CARACAS – Venezuelan President Hugo Chavez announced the creation of a socialist “youth front” to battle “capitalism’s vices,” which he said are inevitably holding back the changes he has been striving to implement for more than a decade.
“Venezuelan socialism is just being born and it’s impossible for it to do it without being contaminated with capitalism’s vices, which were inoculated into the society” of this country, the leftist leader said.
Chavez made his remarks to a large group of supporters, who had arrived from all parts of the country and gathered outside the presidential palace to celebrate Venezuela’s Youth Day.
In his speech, broadcast nationwide, Chavez hailed as an “important political event” the presence of the “real youth, the real students” in the streets of Caracas on Friday, and announced the creation of what he termed the “bicentennial youth front.”
That front will encompass “all the currents of the real youth,” Chavez said, adding that he expects of its members “criticism and self-criticism” vis-a-vis the Bolivarian revolution, referring to his moves to put large swaths of the Venezuelan economy, including its vast oil industry, under state control and boost social spending.
“I care about the criticism of the young; youth can’t be uncritical,” according to Chavez, who called on the new front “to take up the battle against corruption, against the detours that always threaten every revolution.”
He predicted the new official organization would have “worldwide resonance” and offered to “cooperate in its structuring, in its work, in its battle.”
The president said the “Chavista” youth front will counteract the opposition student movement, which he derided as an alleged instrument of “fascist” groups that is commanded by the U.S. “empire” and only seeks to destabilize the country and overthrow his government.
“It’s a strategy employed by the Americans to destabilize the countries that the empire doesn’t want to be governed by popular forces,” Chavez said.
Student opponents of Chavez led several large demonstrations in late January in Venezuela’s largest cities to protest the “temporary” removal of the opposition-aligned RCTV Internacional channel from satellite and cable TV.
Spokespersons for the students said they were also protesting rampant crime – which claims the lives of at least 10,000 people a year in Venezuela, according to police figures – and an electricity crisis that threatens to leave the country in the dark in the coming months.
But Chavez said in his speech that “socialism is the only path” toward “justice, equality and peace” and said it is essential that his political allies retain their large majority in the 167-seat unicameral legislature in September elections.

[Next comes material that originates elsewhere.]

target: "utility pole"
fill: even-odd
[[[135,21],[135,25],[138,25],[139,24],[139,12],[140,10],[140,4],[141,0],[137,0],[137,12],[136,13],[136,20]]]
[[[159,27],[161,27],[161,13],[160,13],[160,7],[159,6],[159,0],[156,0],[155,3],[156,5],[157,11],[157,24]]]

Failing to obtain “at least two-thirds of the seats ... would be a truly crushing blow” to the revolution because the opposition would try to detain the process of socialist changes, Chavez, who first took office in 1999, said.
“They would come to topple me, to ignore the rights of the people. We’re going to pulverize them on Sept. 26!” the president said.
The state-sponsored “grand march” in Caracas capped off a series of events that included a civic-military parade in the central region of Aragua – also presided over by Chavez – to commemorate the 196th anniversary of an independence battle and Youth Day.
During his speech at the parade, the strident critic of U.S. foreign policy reiterated his repudiation of “imperialism and the bourgeoisie” and stressed the need to deepen the process of socialist changes in Venezuela.